How does your day start out? If it's anything like mine you're hobbling to the kitchen feeling like the tin man in bad need of an oil can.
I'm on a search for caffeine.
I need coffee and as bad as it is I have a diet coke chaser. I've tried giving it up cold turkey but I don't like plain water. I will say that I've cut the diet cokes WAAAAY DOWN but first thing in the morning....well, so far it ain't happenin'.
Then I slug down the medications that start the day. I take my thyroid medication, supplements and pain medication. This will get me through until noon. Fibromyalgia combined with hypothyroidism and a dose of autoimmune thyroiditis keeps you feeling like you're running on empty. Energy is at a minimum and you're just bone tired.
Tired isn't the right word and I can't think of one that adequately describes it.
As time goes on my patience level with this "syndrome" has dropped to a new low. We went to Hawaii and the beach is the place where I find my peace. I usually don't like to sit around doing nothing but put me on a beach and I'm one happy camper. Going there and dealing with the plane trip and the headaches of travel was something new to me. By the time I got to the beach the pain was horrible but I was determined to put it aside and feel the peace of the water. No matter what I did or how I distracted myself finding peace was difficult.
I still felt like crapola that washed ashore.
People tell me how fortunate I am that I don't work anymore. I wish I felt fortunate.
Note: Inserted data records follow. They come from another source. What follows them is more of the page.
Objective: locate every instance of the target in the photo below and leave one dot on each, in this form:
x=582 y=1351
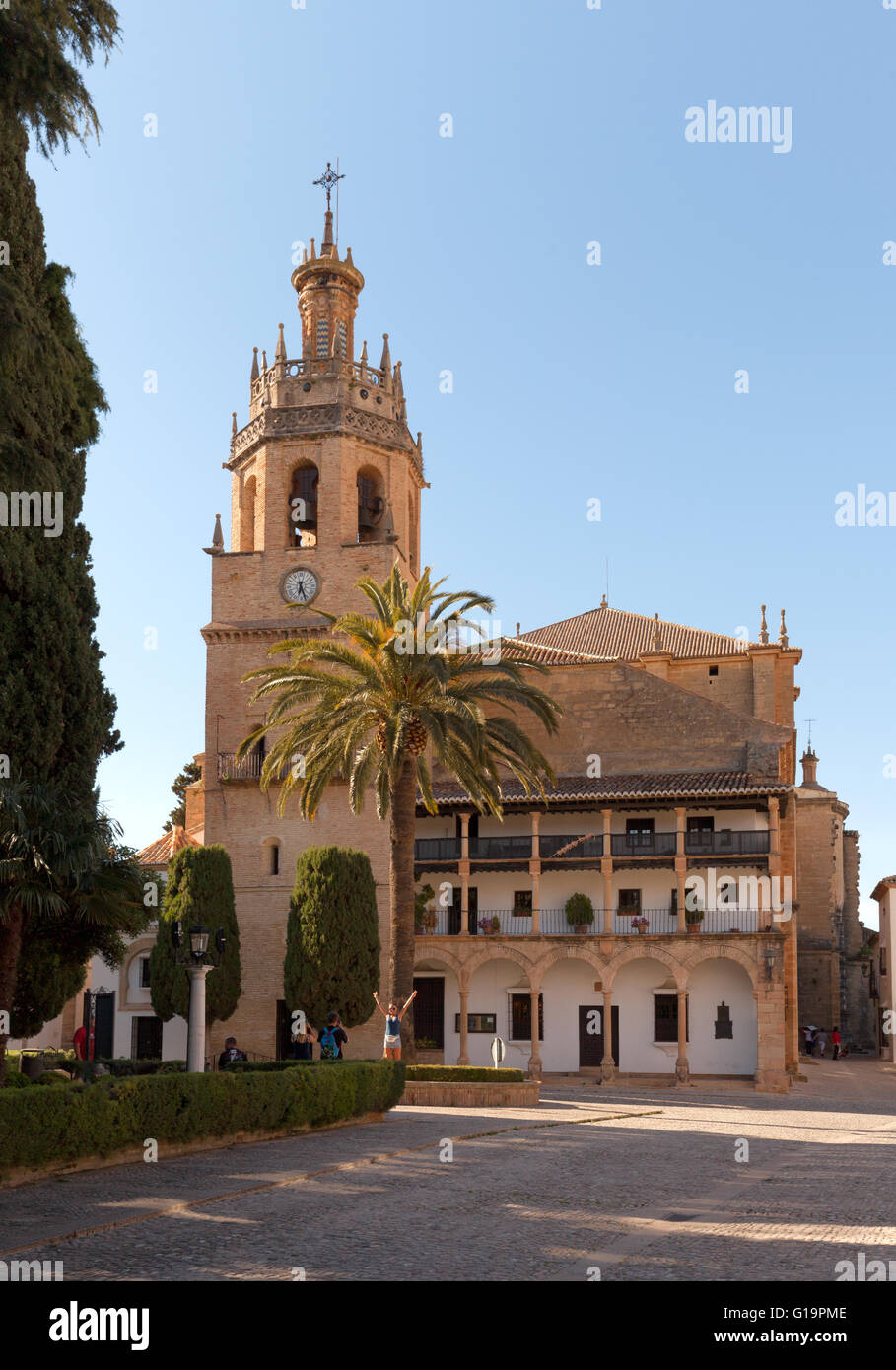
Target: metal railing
x=726 y=842
x=552 y=923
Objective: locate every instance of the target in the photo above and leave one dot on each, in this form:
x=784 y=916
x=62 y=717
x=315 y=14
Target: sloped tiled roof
x=615 y=635
x=164 y=849
x=651 y=786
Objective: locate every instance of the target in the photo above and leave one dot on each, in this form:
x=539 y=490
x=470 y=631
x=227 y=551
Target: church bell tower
x=325 y=488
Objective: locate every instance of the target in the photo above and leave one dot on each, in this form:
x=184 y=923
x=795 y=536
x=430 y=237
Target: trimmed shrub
x=99 y=1120
x=463 y=1074
x=332 y=958
x=14 y=1081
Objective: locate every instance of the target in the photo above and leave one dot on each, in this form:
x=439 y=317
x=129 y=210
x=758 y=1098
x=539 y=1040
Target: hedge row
x=38 y=1127
x=464 y=1074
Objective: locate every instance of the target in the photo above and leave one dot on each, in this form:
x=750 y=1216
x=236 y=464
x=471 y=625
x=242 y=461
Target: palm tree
x=59 y=867
x=368 y=702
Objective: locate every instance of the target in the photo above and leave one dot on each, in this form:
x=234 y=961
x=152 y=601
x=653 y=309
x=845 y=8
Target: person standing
x=333 y=1039
x=303 y=1044
x=231 y=1053
x=392 y=1042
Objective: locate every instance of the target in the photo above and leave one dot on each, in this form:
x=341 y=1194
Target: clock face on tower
x=299 y=586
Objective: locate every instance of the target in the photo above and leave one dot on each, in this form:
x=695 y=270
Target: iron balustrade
x=643 y=844
x=551 y=846
x=727 y=842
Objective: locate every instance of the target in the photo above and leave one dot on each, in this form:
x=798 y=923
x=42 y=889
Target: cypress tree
x=333 y=936
x=56 y=716
x=199 y=889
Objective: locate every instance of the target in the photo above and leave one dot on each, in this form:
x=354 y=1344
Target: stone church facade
x=674 y=759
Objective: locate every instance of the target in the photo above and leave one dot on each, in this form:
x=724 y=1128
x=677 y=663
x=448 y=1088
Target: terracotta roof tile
x=615 y=635
x=651 y=786
x=164 y=849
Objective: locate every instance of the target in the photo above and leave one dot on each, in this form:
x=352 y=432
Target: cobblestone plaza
x=636 y=1183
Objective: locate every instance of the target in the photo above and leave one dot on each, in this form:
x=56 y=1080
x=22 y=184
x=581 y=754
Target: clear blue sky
x=572 y=381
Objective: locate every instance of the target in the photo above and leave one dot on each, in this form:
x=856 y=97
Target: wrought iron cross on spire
x=329 y=181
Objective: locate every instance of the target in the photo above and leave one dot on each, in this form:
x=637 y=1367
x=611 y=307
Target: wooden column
x=463 y=868
x=681 y=1064
x=681 y=866
x=534 y=1060
x=606 y=867
x=534 y=870
x=463 y=1060
x=607 y=1064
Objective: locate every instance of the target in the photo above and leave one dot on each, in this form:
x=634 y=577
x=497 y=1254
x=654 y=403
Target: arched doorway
x=723 y=1012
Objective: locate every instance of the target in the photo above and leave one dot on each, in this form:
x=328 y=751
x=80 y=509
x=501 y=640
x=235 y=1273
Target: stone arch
x=723 y=951
x=446 y=958
x=302 y=513
x=651 y=952
x=372 y=503
x=137 y=948
x=566 y=952
x=501 y=952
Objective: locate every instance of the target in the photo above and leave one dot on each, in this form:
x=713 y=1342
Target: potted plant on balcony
x=580 y=913
x=425 y=918
x=693 y=917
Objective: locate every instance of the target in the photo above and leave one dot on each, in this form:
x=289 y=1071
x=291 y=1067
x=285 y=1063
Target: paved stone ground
x=639 y=1181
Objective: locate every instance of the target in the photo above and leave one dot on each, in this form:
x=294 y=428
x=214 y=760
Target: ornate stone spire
x=763 y=628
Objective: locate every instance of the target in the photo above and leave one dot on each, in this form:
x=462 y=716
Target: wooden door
x=590 y=1035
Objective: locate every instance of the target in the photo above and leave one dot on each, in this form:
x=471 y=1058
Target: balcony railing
x=726 y=842
x=643 y=844
x=249 y=768
x=552 y=846
x=552 y=923
x=572 y=846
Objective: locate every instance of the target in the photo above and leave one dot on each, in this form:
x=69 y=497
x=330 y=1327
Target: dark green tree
x=332 y=936
x=66 y=891
x=199 y=889
x=56 y=716
x=190 y=773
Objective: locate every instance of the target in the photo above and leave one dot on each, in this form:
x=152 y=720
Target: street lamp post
x=197 y=968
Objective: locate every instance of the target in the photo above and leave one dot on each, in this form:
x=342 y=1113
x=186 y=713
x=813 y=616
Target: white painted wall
x=570 y=984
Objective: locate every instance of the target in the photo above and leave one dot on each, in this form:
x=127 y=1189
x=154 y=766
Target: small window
x=478 y=1022
x=724 y=1025
x=520 y=1018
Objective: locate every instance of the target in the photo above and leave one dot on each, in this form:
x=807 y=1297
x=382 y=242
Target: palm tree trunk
x=401 y=945
x=10 y=951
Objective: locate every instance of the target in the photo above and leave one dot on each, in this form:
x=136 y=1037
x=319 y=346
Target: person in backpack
x=333 y=1039
x=392 y=1044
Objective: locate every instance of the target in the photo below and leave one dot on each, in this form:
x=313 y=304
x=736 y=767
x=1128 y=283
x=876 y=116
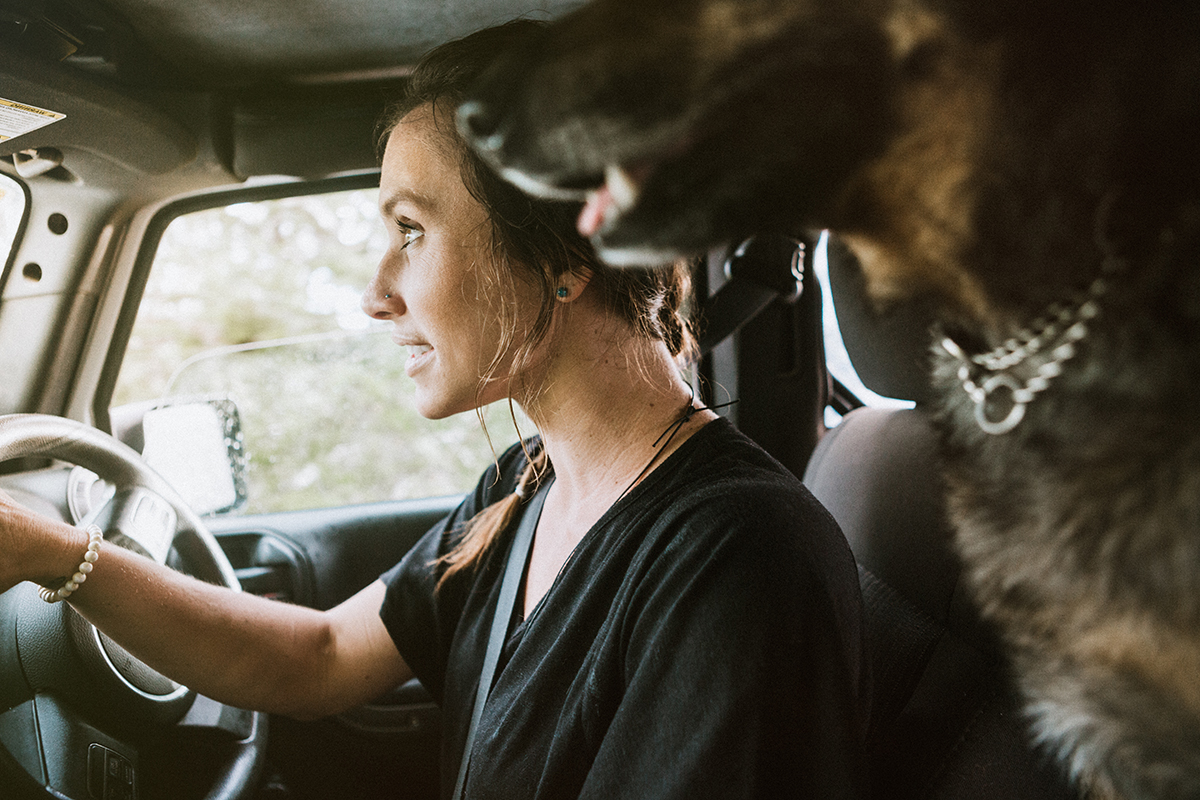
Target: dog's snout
x=480 y=125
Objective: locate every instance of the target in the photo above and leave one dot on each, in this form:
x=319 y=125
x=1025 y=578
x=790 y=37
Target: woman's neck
x=603 y=414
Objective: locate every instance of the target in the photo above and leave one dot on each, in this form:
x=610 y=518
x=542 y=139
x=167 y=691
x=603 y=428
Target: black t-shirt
x=702 y=641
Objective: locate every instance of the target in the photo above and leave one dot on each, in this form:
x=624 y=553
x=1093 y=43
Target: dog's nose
x=479 y=125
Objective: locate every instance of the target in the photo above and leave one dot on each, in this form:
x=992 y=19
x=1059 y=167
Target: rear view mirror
x=196 y=445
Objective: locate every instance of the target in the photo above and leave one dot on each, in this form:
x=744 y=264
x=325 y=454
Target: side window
x=256 y=306
x=12 y=206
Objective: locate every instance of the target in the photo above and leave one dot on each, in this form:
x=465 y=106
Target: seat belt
x=510 y=585
x=759 y=270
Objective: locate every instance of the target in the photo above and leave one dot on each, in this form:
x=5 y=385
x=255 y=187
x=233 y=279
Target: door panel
x=318 y=558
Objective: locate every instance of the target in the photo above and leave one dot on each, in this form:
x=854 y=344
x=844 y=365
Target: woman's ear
x=571 y=284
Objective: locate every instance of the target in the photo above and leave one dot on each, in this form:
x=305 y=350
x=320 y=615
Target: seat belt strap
x=510 y=585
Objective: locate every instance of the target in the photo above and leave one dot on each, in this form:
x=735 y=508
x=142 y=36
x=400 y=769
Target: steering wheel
x=85 y=719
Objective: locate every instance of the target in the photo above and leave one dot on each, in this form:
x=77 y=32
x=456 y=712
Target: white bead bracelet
x=95 y=536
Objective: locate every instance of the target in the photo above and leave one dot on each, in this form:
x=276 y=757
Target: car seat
x=945 y=716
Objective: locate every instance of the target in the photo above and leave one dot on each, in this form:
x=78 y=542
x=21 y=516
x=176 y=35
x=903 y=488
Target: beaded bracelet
x=95 y=536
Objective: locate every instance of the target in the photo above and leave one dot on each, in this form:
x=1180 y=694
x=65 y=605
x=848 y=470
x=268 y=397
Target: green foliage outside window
x=259 y=302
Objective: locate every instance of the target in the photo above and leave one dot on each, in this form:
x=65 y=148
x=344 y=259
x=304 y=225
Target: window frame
x=148 y=250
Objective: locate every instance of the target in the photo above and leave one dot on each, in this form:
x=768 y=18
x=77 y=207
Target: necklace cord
x=670 y=433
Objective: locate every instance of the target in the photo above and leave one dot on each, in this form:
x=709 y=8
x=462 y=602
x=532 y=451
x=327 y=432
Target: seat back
x=945 y=717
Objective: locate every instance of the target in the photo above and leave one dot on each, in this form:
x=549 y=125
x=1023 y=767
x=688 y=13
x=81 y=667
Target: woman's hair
x=535 y=241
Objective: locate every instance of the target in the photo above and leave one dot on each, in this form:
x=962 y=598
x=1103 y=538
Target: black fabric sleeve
x=739 y=680
x=421 y=619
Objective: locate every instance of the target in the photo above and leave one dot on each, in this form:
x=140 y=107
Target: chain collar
x=1045 y=346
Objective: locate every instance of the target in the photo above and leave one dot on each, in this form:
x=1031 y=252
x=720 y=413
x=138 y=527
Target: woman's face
x=436 y=282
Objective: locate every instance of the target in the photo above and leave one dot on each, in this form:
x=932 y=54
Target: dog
x=1033 y=166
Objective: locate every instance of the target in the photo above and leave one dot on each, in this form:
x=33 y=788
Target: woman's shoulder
x=725 y=486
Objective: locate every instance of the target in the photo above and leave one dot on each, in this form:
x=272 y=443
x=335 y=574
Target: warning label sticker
x=18 y=118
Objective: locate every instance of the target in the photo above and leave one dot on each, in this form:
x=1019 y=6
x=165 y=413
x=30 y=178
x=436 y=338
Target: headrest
x=888 y=348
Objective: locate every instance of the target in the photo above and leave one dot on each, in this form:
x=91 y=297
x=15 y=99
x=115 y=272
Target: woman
x=688 y=619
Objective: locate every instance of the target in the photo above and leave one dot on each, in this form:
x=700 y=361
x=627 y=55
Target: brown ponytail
x=483 y=529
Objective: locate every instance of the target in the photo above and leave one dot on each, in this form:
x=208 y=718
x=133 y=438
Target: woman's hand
x=34 y=547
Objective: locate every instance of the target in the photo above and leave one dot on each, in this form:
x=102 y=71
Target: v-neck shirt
x=703 y=639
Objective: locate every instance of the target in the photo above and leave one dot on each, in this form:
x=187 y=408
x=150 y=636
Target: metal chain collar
x=1054 y=337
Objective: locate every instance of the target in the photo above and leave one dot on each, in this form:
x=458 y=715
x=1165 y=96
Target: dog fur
x=996 y=156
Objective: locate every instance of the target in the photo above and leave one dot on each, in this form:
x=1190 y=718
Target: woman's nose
x=382 y=301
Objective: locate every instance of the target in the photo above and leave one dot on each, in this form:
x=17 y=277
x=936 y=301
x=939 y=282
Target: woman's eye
x=409 y=233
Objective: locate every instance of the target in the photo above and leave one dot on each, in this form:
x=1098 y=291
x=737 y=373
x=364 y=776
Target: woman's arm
x=233 y=647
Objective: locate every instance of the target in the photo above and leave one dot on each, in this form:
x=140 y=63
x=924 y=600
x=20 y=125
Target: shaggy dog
x=1035 y=167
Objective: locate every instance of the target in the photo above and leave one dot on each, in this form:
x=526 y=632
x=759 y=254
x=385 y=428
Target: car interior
x=155 y=154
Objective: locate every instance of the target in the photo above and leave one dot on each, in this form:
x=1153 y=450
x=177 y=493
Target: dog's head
x=929 y=133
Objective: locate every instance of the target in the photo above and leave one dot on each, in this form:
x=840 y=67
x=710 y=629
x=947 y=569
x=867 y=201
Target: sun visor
x=310 y=132
x=115 y=126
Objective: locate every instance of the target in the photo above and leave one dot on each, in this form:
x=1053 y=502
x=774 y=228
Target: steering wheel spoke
x=84 y=709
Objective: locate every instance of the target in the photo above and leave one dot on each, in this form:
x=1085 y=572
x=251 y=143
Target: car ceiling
x=225 y=89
It really is tough to be in management mode on a continual basis. At times, there is frustration but along with it comes the realization that life could be a lot worse. We can smile but that smile sometimes masks a great deal of pain. The smile also conveys a sense of well-being. Funny, isn't it? Well-being; that isn't even close to the real meaning of the word.
We manage a myriad of symptoms that change on a daily basis.
There are so many symptoms that plague us. We even ask ourselves.....is this the fibromyalgia or something else? I get tired of explaining that another ugly symptom has reared its ugly head. I am lucky in one respect. I've got an incredible doctor that describes himself as "nosy." He doesn't brush me off and he sincerely cares about how I feel. We try to rein in the beast but there is a tiny place that houses the fear that every twinge and twitch brings.
Trust me, it costs a lot to be sick.
Insurance or not....fibromyalgia is expensive. The management isn't cheap and it seems like something is always out of whack. Now, it's my thyroid that is dealing me fits. The thyroiditis is flaring up and my internal thermostat is fluctuating like crazy. I can't sleep, my skin is dry and I get hot and cold. They found a nodule on my thyroid and I have to have that checked out. What comes next?
The days of running around like I don't have a care are history.
Everything that used to be precious to me has faded into the background. I had boundless energy, thrived on stress that came with my job, working in sales and I had a memory that bordered on eidetic. There was a sense of pride in myself and my abilities that are a vague recollection. Sometimes I don't recognize the person I've become......the person that can't remember why she walked into the room. The fibro fog......it burns off but when it hits it's thick and it envelops your world in a cold and thick blanket.
Back to the symptoms.
Pain, fatigue, muscle spasms, insomnia, stiffness when you stay in one position too long, difficulty remembering or concentrating and numbness and tingling. Then there's the sensitivity to odors, light, chemicals, noise, medications and heat or cold. They symptoms that I mentioned are just the top ones. There are MANY MORE. These symptoms can intensify due to time of day, exertion, hormonal fluctuations or even the weather. Is it any wonder they can't get a handle on this?